A few scattered showers as I started the ‘early rounds’ with a gusty breeze making the Hawthorn and Elder blossom dance in the hedges and filling the air with their sweet smells.
As the Cowslips go to seed in the meadows, the first Ox-eye Daisies are starting to appear, alongside bright yellow Bulbous Buttercups, slender, pale blue flowered Pale Flax, while below them, pink Cut-leaved Cranesbill and white Common Mouse-ear nestle among the leaves of Agrimony, Adderstongue Fern, Common Sorrel and Rough Hawkbit.
On the downs, some fine displays of pale yellow Crosswort (look down the length of the stem to see the plus shaped arrangement of leaves which give it it’s name.

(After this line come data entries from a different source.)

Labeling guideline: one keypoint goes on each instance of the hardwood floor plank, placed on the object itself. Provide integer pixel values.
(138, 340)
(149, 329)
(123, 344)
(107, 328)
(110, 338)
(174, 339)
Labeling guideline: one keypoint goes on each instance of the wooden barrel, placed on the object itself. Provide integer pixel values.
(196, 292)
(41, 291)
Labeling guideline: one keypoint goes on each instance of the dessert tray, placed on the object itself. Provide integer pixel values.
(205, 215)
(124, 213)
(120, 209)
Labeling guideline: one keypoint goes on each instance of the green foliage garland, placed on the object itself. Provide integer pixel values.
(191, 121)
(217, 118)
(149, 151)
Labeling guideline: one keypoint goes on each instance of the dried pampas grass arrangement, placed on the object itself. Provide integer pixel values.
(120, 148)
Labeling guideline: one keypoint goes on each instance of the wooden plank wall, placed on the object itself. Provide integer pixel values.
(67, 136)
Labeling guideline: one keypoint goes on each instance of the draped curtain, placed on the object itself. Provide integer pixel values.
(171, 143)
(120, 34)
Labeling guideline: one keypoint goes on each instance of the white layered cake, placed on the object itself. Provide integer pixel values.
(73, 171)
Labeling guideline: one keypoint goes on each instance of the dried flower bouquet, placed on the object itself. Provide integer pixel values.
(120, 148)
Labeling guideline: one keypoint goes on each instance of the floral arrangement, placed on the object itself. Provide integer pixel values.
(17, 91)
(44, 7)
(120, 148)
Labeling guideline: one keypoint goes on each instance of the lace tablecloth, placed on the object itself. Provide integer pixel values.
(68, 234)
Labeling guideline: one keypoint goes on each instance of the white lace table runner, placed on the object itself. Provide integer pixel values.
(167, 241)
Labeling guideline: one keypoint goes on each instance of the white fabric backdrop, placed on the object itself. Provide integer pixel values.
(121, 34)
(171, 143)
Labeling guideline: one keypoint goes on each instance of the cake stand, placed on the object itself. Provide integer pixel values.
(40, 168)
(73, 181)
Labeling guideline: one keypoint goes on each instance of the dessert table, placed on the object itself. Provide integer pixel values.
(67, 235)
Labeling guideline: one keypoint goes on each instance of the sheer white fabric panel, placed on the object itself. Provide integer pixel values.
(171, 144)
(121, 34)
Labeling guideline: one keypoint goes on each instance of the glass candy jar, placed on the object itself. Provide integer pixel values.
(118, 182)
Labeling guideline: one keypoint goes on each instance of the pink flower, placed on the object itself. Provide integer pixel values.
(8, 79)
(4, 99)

A lovely violet and black Oil Beetle Meloe proscarabeus wiggles it’s way across an anthill, strewn with Green Woodpecker poo, looking a bit like cigarette ash. Several Greater and Lesser Bloody-nose Beetles also seen among the short turf this morning.
Along the cliffs, the ledges are bustling with Guillemots, with many more in a straggling line on the water below, interspersed with much blacker, stout-beaked Razorbills, their soft growling rising up despite the wind.
Above them Fulmars carve through the air, in broad spirals, their wingtips almost brushing the cliffs at times! A pair of Great Black-backed Gulls fuss over their clifftop nest, while out at sea, a few huge white Gannets sweep by.
To find out more about the lives of our seabirds, do come and join our ‘Life on the Edge’ guided walk at 11am from the Castle (£3).
A Rock Pipit hops along the clifftop, buffeted by the gusty winds, while in the shelter of the woodland, Goldfinch, Treecreeper, Goldcrest and Blue and Great Tit are all out and about.
Returning to the Centre, I watch a Roe Deer bound effortlessly down the slopes of Round Down, covering several metres with each leap, before disappearing into the scrub in the Gully.